The voices came through fine, although the image quality was considerably less than superb — understandable, since council chambers aren’t illuminated with video cameras in mind.

We’re pleased that the city government has agreed to air the meetings. For one thing, the chairs are a lot more comfortable at home, where refreshments and restrooms are convenient, too. For another, it’s good television with emotions, drama, conflict, and occasional resolution.

But mainly, we see it as a good step toward a better-informed public and a more-accountable government, and we hope that other public bodies — county commissions, school boards, planning and zoning committees — start broadcasting their meetings too, and not just in Salida. That’s one reason that franchise cable monopolies are supposed to make public-access channels available.

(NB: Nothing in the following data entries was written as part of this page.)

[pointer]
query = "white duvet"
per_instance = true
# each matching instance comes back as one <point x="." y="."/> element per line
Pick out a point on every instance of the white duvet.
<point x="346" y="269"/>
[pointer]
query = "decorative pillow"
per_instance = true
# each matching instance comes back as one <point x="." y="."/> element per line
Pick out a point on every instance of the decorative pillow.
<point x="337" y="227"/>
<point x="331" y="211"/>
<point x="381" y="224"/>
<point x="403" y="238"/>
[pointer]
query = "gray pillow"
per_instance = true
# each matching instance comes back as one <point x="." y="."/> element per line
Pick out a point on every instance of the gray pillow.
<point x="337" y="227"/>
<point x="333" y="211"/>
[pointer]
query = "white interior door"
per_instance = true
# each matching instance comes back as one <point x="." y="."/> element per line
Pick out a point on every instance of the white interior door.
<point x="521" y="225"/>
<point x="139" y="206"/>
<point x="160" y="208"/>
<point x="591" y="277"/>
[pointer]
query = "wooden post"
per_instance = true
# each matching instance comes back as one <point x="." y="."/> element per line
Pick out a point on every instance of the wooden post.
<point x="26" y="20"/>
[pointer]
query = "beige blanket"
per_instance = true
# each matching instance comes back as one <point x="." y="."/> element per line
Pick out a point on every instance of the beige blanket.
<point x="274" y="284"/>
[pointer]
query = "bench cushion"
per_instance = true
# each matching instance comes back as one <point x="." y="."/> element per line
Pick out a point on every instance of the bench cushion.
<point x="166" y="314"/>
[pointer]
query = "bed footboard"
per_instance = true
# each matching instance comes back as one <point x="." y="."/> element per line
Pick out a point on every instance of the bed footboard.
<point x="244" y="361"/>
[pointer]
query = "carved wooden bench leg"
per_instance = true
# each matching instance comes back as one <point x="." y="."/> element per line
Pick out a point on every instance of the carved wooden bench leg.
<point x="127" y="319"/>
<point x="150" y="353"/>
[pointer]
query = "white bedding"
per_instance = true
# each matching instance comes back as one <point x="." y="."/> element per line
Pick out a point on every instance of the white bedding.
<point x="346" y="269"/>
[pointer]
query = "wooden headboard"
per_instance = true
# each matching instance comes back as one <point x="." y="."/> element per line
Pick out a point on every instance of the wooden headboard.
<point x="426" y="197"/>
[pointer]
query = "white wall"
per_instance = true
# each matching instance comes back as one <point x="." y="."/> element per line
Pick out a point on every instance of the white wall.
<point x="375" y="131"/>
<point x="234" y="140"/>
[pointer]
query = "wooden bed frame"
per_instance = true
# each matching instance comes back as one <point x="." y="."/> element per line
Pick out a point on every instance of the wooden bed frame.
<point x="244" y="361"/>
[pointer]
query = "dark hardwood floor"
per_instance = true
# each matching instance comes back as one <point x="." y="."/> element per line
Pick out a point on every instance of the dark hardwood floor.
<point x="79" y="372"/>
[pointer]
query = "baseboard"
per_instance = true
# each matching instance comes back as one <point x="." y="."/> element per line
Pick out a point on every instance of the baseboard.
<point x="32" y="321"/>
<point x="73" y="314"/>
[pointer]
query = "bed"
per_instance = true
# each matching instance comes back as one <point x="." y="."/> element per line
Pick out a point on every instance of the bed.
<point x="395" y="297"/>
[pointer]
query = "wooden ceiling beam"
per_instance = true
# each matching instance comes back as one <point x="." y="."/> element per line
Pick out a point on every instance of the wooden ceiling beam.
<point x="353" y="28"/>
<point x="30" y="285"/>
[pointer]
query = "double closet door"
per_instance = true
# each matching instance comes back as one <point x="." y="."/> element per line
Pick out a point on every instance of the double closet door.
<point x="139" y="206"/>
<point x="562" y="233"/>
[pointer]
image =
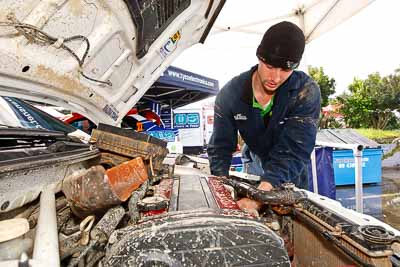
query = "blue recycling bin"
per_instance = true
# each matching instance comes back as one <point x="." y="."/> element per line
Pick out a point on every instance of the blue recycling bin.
<point x="344" y="166"/>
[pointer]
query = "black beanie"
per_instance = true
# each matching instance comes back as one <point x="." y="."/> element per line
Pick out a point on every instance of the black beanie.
<point x="282" y="46"/>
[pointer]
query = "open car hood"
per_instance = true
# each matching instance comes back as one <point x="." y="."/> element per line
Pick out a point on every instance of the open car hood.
<point x="96" y="57"/>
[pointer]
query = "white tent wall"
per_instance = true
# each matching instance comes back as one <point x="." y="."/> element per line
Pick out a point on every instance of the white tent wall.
<point x="231" y="45"/>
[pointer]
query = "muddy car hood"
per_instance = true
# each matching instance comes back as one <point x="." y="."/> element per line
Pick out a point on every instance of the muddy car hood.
<point x="97" y="58"/>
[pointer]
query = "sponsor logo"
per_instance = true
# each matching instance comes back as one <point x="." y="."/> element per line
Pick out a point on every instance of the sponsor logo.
<point x="240" y="117"/>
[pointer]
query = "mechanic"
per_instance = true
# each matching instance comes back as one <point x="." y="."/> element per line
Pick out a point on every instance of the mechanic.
<point x="275" y="109"/>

We’ve often been accused of never having anything good to say about Salida’s municipal government. Well, this is a good thing. Thanks, and keep it up.

Almanac: RIP

The quarterly San Juan Almanac, based in Durango, has ceased publication after its Winter 1997-98 edition. The three principals –Lisa Lenard, Mark Seis, and Ken Wright — said the magazine had consumed all their seed capital without developing a sufficient advertising base to carry it.

Well, we know that feeling, even though we soldier on here, either through good old American persistence or foolish Colorado bull-headedness.

The Almanac has been up and down throughout its five years, starting as a non-profit, halting, then resuming as a commercial venture. But, as the editors noted, “The reality is that the Almanac is a failed species in the natural selection of the free market.”

One of the editors, Ken Wright, is a frequent contributor to Colorado Central.

Birth of Bones

The Gunnison Country has a new literary quarterly, Bones, with fiction, art, photography, and poetry, and the first edition is on the stands.

It’s produced by Tara Crotty and Matthew Midnight Gaylen, and sells for $5.95 a copy, or $20 a year. You can get a free sample of the first one, though, with an email to Gaylen: midnight@montrose.net, or a postal request to Bones, 323 South Taylor, Gunnison CO 81230-2145.

Letter Rip

In recent months, the Leadville Herald-Democrat has carried many “Letters to the Editor” which were highly critical of the school district and its administration.

This inspired Superintendent Peg Portscheller to fax a letter on Feb. 24 to publisher Merle Baranczyk in Salida. Unless the weekly newspaper changed its policy on letters, she wrote, “we will immediately cancel our organizational subscriptions to The Herald Democrat, encourage all 250+ of our employees to do likewise, and withdraw all advertising dollars.”

Further, “both our corporate attorney and my personal attorney are reviewing recent letters to the editor to determine whether or not legal action is appropriate.”

Herald editor Grant Dunham said he and Baranczyk met with Portscheller. In the future, the newspaper will better enforce existing policies against name-calling (no more “Missy Peg”), but will also have its reporters look into some of the allegations made in the letters that raised Portscheller’s ire.

“No matter how hard you work in this business, you can always do a better job,” Dunham said, “and that’s what we’re going to do.”